I know this thread "Voy a dormir" vs "me voy a dormir" - huge difference or not? ended some time ago, but after reading this thread I got the following questions:

1) would it be possible to say "me voy a dormirme" to mean "I am leaving this place to fall asleep"? At least grammatically would it be possible to use 2 reflexive verbs like this in a reflexive way? Or natives usually avoid using two similar pronouns (2 "me") in one sentence (similar to "dejarte ir" vs "dejarte irte" in question 2 below)?

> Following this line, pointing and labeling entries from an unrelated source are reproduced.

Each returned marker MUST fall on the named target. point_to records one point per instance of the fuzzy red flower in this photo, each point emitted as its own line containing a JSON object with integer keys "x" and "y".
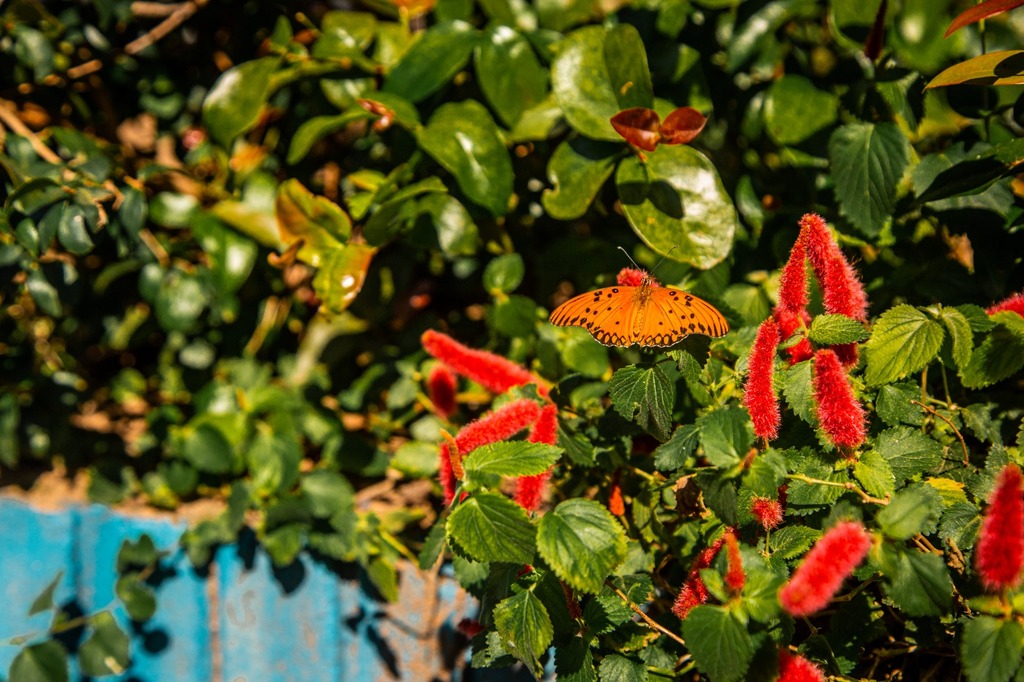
{"x": 759, "y": 394}
{"x": 1000, "y": 546}
{"x": 499, "y": 425}
{"x": 441, "y": 388}
{"x": 1015, "y": 304}
{"x": 793, "y": 668}
{"x": 631, "y": 276}
{"x": 529, "y": 489}
{"x": 840, "y": 414}
{"x": 694, "y": 592}
{"x": 734, "y": 576}
{"x": 821, "y": 573}
{"x": 491, "y": 371}
{"x": 767, "y": 511}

2) I red another thread Dejarte irte, dejarte ir, dejar irte where there is said that it is possible to use "dejarte irte" together, but due to duplicate "te" natives usually would omit one pronoun and say "dejarte ir". Explanation was: "La forma básica es mucho menos frecuente con este significado ("marcharse, apartarse, abandonar un lugar"), pero se prefiere por la cacofonía que produce la forma pronominal al repetirse el pronombre."

1 Answer 1


Voy a dormirme (I am going to fall asleep) is an involuntary action, as in

Esto es muy aburrido, voy a dormirme (This is very boring, I am going to fall asleep)

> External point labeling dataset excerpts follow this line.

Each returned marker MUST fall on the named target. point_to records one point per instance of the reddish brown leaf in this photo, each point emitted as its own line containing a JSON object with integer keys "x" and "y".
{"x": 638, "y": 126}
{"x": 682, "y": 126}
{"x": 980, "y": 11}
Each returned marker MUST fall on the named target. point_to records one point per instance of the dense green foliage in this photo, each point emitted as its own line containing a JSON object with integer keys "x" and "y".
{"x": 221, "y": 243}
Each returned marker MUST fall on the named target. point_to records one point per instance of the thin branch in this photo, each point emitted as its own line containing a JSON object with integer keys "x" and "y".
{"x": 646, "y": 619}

while me voy a dormir (I am going to sleep/to bed) is a voluntary action, as in

Es muy tarde, me voy a dormir (It is very late, I am going to sleep)

It does not make much sense to say me voy (voluntary) a dormirme (involuntary), in the same way as saying I am leaving this place to fall asleep sounds much less natural to me than I am leaving this place to go to sleep.

In general, what it says in the answer you link is true: we mostly avoid using the same reflexive pronoun twice in cases where one of the two instances is optional, such as ir(se). However, there are cases in which the same pronoun needs to be used twice in a sentence:

Déjame ducharme (Let me take a shower)

In this case, one of the two uses of me is not reflexive (déjame), and the duplication cannot be avoided because none of the pronouns are optional.